The new born Christian Community kept vigil and prayed for release of Peter when he was in prison.

It is expectation. A vigil is expectation in Faith, Hope and Love directed to future and external life. Its heart is joy; not of fulfillment, but of expectation; a hungering and thirst for the Justice of God’s Reign.

It is a struggle. It is a struggle to keep awake, to arouse ourselves from oppression, of drowsiness. The struggle against weariness, discouragement, apathy. During such times we seek to escape the tension by sleep. Vigil is also a struggle against spiritual sleep.

 It is watching in the night. This ‘night’ is the world. “He was in the world and the world knew him not”. The world is humanity in its hard-heartedness, self-centeredness, pride and aggression “Men loved darkness rather than the light, because their deeds were wicked”. Vigil is watching in this night with faith and hope.

It is in contrast to the rush of activities and the background boom of noise in which we live. The flood of sights and sounds; the bombardment of expensive advertising; the constant appeal to luxury and pleasure – all this hides from us the inner desert of human despair, or at least the spiritual void that exists. Vigil helps us to search in silence for the Truth and Authenticity. In silence a person encounters the hidden levels of his personality and those influences that profoundly affect his life – but which are covered over by his daytime activity.

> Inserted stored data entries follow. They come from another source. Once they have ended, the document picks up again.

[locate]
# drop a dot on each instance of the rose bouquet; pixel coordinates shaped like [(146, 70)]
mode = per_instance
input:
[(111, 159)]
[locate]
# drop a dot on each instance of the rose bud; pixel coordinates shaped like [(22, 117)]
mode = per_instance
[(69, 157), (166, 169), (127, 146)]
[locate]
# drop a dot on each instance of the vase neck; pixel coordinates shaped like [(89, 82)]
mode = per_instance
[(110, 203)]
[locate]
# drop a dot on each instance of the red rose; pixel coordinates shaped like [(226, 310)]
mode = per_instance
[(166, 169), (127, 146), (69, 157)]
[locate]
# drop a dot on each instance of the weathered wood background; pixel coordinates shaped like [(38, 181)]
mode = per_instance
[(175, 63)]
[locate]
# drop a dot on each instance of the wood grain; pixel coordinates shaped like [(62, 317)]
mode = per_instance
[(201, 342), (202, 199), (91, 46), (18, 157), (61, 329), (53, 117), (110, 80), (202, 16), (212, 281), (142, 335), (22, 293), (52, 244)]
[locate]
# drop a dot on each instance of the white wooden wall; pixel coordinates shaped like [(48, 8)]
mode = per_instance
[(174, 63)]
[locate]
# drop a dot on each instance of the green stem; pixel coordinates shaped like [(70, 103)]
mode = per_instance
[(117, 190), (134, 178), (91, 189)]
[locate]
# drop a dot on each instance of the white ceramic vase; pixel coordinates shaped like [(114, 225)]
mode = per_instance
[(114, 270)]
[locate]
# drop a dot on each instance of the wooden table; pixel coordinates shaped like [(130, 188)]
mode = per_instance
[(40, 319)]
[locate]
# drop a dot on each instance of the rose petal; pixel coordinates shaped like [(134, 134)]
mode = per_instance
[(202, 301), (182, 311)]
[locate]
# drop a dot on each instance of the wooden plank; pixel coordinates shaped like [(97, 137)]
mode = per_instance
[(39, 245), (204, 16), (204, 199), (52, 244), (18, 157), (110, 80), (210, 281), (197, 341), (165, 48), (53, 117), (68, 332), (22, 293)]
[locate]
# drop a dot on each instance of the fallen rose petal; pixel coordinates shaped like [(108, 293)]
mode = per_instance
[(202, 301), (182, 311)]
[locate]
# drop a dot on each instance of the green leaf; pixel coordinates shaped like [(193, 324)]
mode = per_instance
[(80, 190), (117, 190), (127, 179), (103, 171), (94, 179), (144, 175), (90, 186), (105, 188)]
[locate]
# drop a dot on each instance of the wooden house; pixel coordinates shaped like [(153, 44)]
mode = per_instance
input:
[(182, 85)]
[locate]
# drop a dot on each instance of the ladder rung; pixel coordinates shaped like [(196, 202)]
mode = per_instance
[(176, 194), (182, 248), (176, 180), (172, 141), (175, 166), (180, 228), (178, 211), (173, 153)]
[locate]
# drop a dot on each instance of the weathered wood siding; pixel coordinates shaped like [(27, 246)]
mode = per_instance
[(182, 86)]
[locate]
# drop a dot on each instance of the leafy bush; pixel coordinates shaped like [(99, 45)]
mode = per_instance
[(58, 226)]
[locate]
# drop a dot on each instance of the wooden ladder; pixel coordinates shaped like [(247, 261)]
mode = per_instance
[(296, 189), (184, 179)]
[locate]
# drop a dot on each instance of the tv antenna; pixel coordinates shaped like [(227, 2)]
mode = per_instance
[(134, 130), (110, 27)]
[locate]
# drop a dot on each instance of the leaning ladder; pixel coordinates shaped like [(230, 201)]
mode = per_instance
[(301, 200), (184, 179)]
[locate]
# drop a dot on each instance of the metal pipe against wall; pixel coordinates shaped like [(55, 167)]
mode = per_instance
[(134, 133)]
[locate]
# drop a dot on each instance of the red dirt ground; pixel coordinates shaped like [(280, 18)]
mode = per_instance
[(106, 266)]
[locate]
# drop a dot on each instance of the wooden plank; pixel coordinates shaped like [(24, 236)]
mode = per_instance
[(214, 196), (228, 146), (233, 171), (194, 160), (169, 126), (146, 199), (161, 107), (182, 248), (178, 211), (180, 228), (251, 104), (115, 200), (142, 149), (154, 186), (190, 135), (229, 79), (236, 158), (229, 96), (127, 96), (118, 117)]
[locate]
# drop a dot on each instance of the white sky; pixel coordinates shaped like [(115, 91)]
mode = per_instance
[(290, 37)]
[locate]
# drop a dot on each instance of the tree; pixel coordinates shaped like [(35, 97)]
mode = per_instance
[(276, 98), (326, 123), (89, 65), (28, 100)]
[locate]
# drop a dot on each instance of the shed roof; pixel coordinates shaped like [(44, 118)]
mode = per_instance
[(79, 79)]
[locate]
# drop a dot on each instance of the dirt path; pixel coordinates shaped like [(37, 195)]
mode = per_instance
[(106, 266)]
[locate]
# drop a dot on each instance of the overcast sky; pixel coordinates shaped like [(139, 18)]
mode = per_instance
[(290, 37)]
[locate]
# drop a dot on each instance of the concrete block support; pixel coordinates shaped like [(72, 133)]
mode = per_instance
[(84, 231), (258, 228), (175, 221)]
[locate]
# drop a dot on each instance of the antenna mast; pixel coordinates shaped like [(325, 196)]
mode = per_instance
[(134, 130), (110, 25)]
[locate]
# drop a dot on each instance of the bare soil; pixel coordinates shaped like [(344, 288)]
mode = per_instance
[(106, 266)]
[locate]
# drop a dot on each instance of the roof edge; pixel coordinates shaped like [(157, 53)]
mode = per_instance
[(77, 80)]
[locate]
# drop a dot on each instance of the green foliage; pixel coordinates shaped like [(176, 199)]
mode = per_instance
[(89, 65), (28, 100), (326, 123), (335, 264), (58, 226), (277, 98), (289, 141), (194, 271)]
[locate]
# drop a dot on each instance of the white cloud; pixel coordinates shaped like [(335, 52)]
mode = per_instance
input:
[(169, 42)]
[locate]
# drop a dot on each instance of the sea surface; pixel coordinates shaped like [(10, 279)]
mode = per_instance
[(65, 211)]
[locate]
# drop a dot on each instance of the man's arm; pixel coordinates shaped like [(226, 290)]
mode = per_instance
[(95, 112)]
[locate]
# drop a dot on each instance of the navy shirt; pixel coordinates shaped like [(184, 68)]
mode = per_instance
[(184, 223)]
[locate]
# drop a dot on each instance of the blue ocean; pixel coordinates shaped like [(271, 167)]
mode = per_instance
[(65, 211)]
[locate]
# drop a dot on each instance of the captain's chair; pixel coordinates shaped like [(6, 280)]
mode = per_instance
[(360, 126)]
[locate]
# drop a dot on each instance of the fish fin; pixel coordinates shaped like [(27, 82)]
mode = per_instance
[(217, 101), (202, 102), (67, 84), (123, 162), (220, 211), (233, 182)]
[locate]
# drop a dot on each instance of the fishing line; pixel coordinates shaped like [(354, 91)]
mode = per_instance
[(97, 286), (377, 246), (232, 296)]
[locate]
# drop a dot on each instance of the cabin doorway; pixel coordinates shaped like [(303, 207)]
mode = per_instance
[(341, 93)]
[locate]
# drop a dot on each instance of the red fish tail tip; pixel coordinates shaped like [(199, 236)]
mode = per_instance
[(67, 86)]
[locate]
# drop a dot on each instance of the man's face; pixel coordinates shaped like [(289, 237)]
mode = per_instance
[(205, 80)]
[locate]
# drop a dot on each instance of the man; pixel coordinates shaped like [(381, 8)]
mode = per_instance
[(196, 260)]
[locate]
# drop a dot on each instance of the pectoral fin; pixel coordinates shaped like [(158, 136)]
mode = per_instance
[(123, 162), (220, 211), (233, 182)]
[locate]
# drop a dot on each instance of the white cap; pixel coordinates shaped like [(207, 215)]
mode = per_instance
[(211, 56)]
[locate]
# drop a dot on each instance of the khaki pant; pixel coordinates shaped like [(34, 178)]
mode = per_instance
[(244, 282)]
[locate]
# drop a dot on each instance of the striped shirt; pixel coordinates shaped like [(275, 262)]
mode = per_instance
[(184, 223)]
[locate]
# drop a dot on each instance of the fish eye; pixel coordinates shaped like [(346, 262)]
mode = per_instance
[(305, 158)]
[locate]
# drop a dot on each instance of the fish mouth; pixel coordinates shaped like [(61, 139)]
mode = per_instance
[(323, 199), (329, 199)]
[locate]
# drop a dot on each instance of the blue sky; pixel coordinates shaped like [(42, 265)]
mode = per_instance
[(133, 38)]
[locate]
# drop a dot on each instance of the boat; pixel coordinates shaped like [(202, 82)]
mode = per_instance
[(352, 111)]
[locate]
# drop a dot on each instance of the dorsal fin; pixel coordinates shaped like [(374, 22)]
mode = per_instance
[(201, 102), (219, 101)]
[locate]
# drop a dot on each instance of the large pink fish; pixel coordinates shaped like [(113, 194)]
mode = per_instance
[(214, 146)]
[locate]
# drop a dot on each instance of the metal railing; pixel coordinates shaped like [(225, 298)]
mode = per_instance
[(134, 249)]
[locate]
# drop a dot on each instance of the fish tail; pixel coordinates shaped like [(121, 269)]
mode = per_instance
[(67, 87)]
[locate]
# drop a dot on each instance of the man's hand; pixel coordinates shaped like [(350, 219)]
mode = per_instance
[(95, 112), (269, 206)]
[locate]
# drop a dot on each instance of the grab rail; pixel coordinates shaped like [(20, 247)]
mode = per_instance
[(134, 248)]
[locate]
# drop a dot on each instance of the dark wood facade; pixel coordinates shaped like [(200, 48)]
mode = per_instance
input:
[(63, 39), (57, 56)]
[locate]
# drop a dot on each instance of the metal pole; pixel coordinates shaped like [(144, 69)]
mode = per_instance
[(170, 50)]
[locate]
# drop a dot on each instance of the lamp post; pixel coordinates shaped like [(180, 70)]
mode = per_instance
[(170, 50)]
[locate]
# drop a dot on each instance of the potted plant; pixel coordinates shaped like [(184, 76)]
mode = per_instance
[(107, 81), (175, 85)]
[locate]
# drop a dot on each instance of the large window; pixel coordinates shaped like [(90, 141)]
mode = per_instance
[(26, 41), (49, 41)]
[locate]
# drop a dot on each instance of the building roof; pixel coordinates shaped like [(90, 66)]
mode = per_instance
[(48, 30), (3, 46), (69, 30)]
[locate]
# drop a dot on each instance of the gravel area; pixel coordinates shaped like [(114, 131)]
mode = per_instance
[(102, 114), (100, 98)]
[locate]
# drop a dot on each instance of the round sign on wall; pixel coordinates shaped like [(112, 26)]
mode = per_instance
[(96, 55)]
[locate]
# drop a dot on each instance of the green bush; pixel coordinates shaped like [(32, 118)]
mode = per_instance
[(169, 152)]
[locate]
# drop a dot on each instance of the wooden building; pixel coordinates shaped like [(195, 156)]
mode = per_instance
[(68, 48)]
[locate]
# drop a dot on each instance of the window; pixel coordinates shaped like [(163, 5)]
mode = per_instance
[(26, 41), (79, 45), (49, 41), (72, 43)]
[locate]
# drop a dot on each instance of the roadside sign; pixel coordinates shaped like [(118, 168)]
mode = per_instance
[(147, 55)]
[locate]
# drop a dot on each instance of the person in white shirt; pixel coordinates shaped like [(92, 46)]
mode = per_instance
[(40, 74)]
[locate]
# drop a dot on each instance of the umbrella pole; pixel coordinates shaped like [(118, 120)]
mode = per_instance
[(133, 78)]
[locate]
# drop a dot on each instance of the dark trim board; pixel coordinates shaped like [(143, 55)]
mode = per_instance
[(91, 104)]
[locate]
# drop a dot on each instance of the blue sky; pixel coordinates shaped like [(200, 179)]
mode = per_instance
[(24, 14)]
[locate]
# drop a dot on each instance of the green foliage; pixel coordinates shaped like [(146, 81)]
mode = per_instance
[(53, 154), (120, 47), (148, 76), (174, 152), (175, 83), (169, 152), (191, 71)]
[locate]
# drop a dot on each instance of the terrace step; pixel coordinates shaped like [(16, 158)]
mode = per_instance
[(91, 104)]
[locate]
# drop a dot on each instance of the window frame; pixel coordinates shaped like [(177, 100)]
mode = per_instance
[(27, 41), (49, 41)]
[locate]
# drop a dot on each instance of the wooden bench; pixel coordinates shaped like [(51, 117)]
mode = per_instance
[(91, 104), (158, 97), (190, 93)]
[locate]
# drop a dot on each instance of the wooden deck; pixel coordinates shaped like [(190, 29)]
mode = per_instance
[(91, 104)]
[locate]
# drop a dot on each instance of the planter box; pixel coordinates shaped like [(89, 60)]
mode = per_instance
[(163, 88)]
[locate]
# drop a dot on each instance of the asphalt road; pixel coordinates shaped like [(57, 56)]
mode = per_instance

 From its earliest days, the Association has held Vigils of Prayer. All Night Vigils were the grounds on which the Apostolate was built. From the beginning Vigils were the extension of Rosary Circles. Our co-operation with Jesus for the salvation of souls must be deeply rooted in prayer and self-sacrifice, for it was mainly by prayer that Jesus, himself, redeemed the world. He saved us not only by his exterior activity of preaching, teaching and suffering but also by the obedience and silence of his hidden life, by his prayer, so often mentioned in the Gospel. Jesus’ plea: "Could you not watch one hour with me”, was taken into the heart of the Apostolate.